En ce jeudi glacial de décembre 2018, Chinyere Ezie remonte Broadway pour se rendre au Centre pour les droits constitutionnels, où elle exerce comme avocate. Elle s’arrête net en chemin sur l’avenue new-yorkaise, stupéfaite, devant la boutique Prada. En vitrine comme à l’intérieur sont exposés des porte-clés et des figurines représentant des personnages noirs avec d’énormes lèvres rouges. « Il se trouve que j’avais visité la veille le Musée national de l’histoire et de la culture afro-américaines, à Washington, où j’avais pu voir des exemples historiques de caricatures de Noirs et de blackfaces, raconte-t-elle. Et j’étais soudain, là, au XXIe siècle, bouche bée, en plein Soho, devant le même genre de représentations racistes, visibles par tous dans une boutique de luxe. »

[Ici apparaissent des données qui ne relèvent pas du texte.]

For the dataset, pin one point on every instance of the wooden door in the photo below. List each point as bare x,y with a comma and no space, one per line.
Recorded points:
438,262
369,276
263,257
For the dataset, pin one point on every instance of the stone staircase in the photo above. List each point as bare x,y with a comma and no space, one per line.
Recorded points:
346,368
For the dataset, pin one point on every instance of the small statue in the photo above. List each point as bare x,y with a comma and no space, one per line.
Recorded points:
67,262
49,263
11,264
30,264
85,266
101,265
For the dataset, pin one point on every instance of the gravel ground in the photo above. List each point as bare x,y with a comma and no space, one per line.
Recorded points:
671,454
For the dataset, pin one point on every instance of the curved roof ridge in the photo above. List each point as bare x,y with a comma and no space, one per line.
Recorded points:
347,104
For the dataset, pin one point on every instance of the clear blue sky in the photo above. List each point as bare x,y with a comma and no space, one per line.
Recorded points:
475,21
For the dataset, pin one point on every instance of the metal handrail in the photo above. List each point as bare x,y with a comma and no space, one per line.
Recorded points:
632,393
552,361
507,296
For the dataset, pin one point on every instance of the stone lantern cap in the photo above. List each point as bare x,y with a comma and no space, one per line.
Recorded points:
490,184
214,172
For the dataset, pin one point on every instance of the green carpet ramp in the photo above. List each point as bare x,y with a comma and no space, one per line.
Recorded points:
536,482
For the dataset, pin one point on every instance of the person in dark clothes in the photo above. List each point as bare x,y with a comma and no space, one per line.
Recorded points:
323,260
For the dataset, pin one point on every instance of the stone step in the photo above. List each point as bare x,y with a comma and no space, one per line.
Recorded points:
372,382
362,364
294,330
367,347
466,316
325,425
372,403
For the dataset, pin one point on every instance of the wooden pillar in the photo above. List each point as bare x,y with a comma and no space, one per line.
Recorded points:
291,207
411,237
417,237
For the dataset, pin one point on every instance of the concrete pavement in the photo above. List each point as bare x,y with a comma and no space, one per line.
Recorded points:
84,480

Les posts Facebook et Twitter, dans lesquels elle dit son indignation à ses quelques abonnés, déclenchent un scandale viral : voilà Prada accusé de racisme. « Ce qui m’a le plus outrée à l’époque fut d’apprendre de la bouche de Carlo Mazzi [le président de Prada] qu’il n’y ait pas eu une seule personne de couleur dans la chaîne de production, dans le studio, au marketing, à la communication, pour lever le doigt et dire que ces figurines posaient problème. » […]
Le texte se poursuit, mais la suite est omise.